Die Branchenkrise und der Trend zu Elektroautos

zwingen den BMW-Konzern zum Umdenken. Mehr Kleinwagen, Frontantrieb und lange verschmähte Baukastensysteme sollen die Münchner global an der Spitze des Premiumsegments halten, kündigte Konzernchef Norbert Reithofer am Mittwoch bei der Bilanzvorlage an.

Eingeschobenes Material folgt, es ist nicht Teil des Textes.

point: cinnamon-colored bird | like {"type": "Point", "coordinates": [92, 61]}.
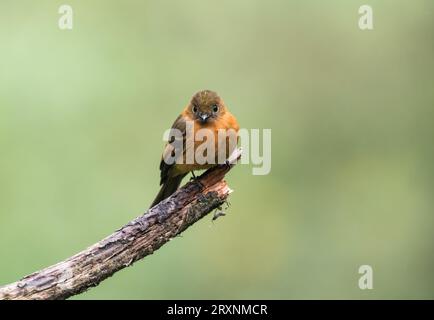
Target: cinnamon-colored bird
{"type": "Point", "coordinates": [206, 110]}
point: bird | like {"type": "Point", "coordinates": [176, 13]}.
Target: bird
{"type": "Point", "coordinates": [206, 110]}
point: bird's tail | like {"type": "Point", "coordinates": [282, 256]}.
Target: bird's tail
{"type": "Point", "coordinates": [167, 189]}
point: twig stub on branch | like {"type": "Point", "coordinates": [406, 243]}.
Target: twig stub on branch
{"type": "Point", "coordinates": [135, 240]}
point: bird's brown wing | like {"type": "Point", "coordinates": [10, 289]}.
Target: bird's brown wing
{"type": "Point", "coordinates": [179, 124]}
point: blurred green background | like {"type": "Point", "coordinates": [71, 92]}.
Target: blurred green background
{"type": "Point", "coordinates": [82, 114]}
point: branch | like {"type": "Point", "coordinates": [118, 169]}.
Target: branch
{"type": "Point", "coordinates": [134, 241]}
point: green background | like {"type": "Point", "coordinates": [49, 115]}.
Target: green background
{"type": "Point", "coordinates": [82, 114]}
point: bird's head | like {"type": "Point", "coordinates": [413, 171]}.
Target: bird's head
{"type": "Point", "coordinates": [206, 106]}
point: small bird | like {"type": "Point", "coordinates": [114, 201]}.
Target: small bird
{"type": "Point", "coordinates": [206, 110]}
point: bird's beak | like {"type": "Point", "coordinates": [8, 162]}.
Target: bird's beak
{"type": "Point", "coordinates": [204, 117]}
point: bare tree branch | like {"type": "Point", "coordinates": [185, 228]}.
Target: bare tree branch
{"type": "Point", "coordinates": [134, 241]}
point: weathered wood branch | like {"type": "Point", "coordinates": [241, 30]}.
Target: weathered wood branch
{"type": "Point", "coordinates": [134, 241]}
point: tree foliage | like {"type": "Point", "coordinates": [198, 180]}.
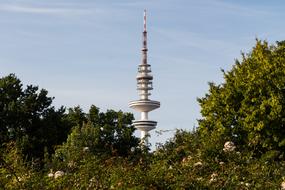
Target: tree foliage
{"type": "Point", "coordinates": [28, 118]}
{"type": "Point", "coordinates": [249, 107]}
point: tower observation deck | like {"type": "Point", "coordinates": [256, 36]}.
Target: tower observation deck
{"type": "Point", "coordinates": [144, 86]}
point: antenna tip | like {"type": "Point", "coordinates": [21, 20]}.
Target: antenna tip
{"type": "Point", "coordinates": [144, 19]}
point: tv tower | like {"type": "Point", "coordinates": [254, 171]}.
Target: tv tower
{"type": "Point", "coordinates": [144, 85]}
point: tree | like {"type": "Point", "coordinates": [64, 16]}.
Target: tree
{"type": "Point", "coordinates": [249, 107]}
{"type": "Point", "coordinates": [103, 134]}
{"type": "Point", "coordinates": [28, 118]}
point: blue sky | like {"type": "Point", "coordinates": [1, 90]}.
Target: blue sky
{"type": "Point", "coordinates": [86, 52]}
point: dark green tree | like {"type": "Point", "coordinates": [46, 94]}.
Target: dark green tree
{"type": "Point", "coordinates": [105, 134]}
{"type": "Point", "coordinates": [28, 118]}
{"type": "Point", "coordinates": [249, 107]}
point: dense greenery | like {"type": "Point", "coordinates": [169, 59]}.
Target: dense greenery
{"type": "Point", "coordinates": [239, 143]}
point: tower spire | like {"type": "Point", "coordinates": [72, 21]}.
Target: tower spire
{"type": "Point", "coordinates": [144, 85]}
{"type": "Point", "coordinates": [144, 20]}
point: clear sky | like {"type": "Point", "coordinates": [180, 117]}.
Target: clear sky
{"type": "Point", "coordinates": [87, 51]}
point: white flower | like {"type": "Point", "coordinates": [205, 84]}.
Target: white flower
{"type": "Point", "coordinates": [86, 149]}
{"type": "Point", "coordinates": [198, 164]}
{"type": "Point", "coordinates": [58, 174]}
{"type": "Point", "coordinates": [213, 177]}
{"type": "Point", "coordinates": [283, 185]}
{"type": "Point", "coordinates": [229, 146]}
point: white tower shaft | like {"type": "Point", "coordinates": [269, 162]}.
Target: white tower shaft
{"type": "Point", "coordinates": [144, 85]}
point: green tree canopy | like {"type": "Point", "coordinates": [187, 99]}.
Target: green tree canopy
{"type": "Point", "coordinates": [28, 118]}
{"type": "Point", "coordinates": [249, 107]}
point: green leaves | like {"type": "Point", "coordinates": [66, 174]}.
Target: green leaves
{"type": "Point", "coordinates": [250, 103]}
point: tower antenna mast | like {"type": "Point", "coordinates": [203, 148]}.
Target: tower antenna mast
{"type": "Point", "coordinates": [144, 85]}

Kommendes Jahr werde auf Basis der 1er-Reihe eine mindestens 600 Fahrzeuge starke Testflotte von Elektroautos in Leipzig gebaut, sagte Technik-Vorstand Klaus Draeger. Nach der ähnlich großen Elektroflotte der Kleinwagenmarke Mini – 100 Exemplare fahren allein in Berlin – ist das der letzte Schritt vor dem Start der Serienproduktion von Elektrofahrzeugen ab 2012. Das Werk Leipzig wird dafür zum BMW-Zentrum für Elektromobilität ausgebaut.

Den Flottenausstoß von Kohlendioxid will BMW bis 2020 um ein Viertel senken. Heute liegt der Wert für den Konzern in Europa bei 150 Gramm CO2 je Kilometer.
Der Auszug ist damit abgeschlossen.